🤖 AI Summary
To address the challenge of personalized modeling under client distribution heterogeneity in federated learning, this paper proposes an automated group partitioning method that requires no pre-specified clustering timing or assumptions. The method constructs a dynamic similarity metric based on cosine distances among client gradients and incorporates a temperature mechanism to detect model convergence in real time, enabling adaptive clustering triggering. It further integrates density-based clustering with GradCAM-based interpretability analysis to achieve robust client grouping. We introduce, for the first time, a “clustering-transparent” single-clustering framework that eliminates manual specification of clustering rounds or hyperparameters. Extensive evaluation across five benchmark datasets and over 40 tasks demonstrates significant improvements in both clustering timeliness and personalized model performance. Empirical results confirm that gradient-space density clustering exhibits strong discriminative power for characterizing differences in loss surface geometry.
📝 Abstract
Federated Learning (FL) is a widespread and well-adopted paradigm of decentralised learning that allows training one model from multiple sources without the need to transfer data between participating clients directly. Since its inception in 2015, it has been divided into numerous subfields that deal with application-specific issues, such as data heterogeneity or resource allocation. One such sub-field, Clustered Federated Learning (CFL), deals with the problem of clustering the population of clients into separate cohorts to deliver personalised models.
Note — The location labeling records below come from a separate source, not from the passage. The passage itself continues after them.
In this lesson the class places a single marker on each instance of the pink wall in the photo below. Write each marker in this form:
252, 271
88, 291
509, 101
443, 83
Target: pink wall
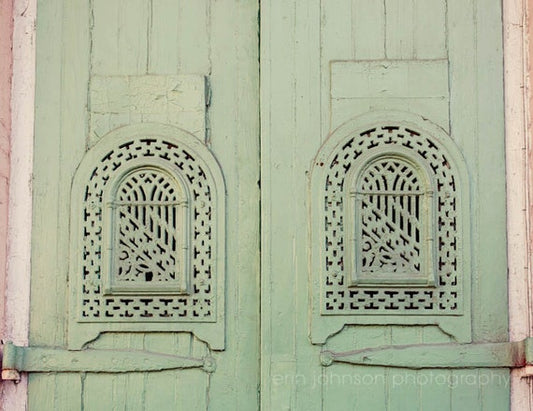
6, 63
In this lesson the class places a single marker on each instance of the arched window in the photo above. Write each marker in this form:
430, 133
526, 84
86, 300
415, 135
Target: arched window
148, 235
390, 227
390, 215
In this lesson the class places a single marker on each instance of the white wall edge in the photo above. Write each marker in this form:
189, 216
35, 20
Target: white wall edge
16, 325
517, 165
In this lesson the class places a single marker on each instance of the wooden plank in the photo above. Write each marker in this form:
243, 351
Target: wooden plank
490, 292
389, 79
400, 23
430, 29
404, 384
43, 329
120, 36
368, 30
235, 141
179, 37
439, 391
495, 387
165, 40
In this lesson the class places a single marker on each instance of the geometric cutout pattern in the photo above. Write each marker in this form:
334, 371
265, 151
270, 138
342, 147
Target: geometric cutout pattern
390, 211
148, 229
389, 224
146, 224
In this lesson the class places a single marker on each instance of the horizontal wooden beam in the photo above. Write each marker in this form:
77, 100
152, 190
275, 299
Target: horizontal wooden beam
479, 355
40, 359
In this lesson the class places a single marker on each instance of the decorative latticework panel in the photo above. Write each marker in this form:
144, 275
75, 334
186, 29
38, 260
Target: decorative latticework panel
391, 219
385, 229
149, 224
149, 232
Although a few remarkable works have been published in this domain, the problem remains largely unexplored, as its basic assumptions and settings differ slightly from those of standard FL. In this work, we present One-Shot Clustered Federated Learning (OCFL), a clustering-agnostic algorithm that can automatically detect the earliest suitable moment for clustering. Our algorithm is based on computing the cosine distance between the gradients of the clients and a temperature measure that detects when the federated model starts to converge. We empirically evaluate our methodology by testing various one-shot clustering algorithms for over forty different tasks on five benchmark datasets. Our experiments showcase the good performance of our approach when used to perform CFL in an automated manner without the need to adjust hyperparameters. We also revisit the practical feasibility of CFL algorithms based on the gradients of the clients, providing firm evidence of the high efficiency of density-based clustering methods when used to differentiate between the loss surfaces of neural networks trained on different distributions. Moreover, by inspecting the feasibility of local explanations generated with the help of GradCAM, we can provide more insights into the relationship between personalisation and the explainability of local predictions.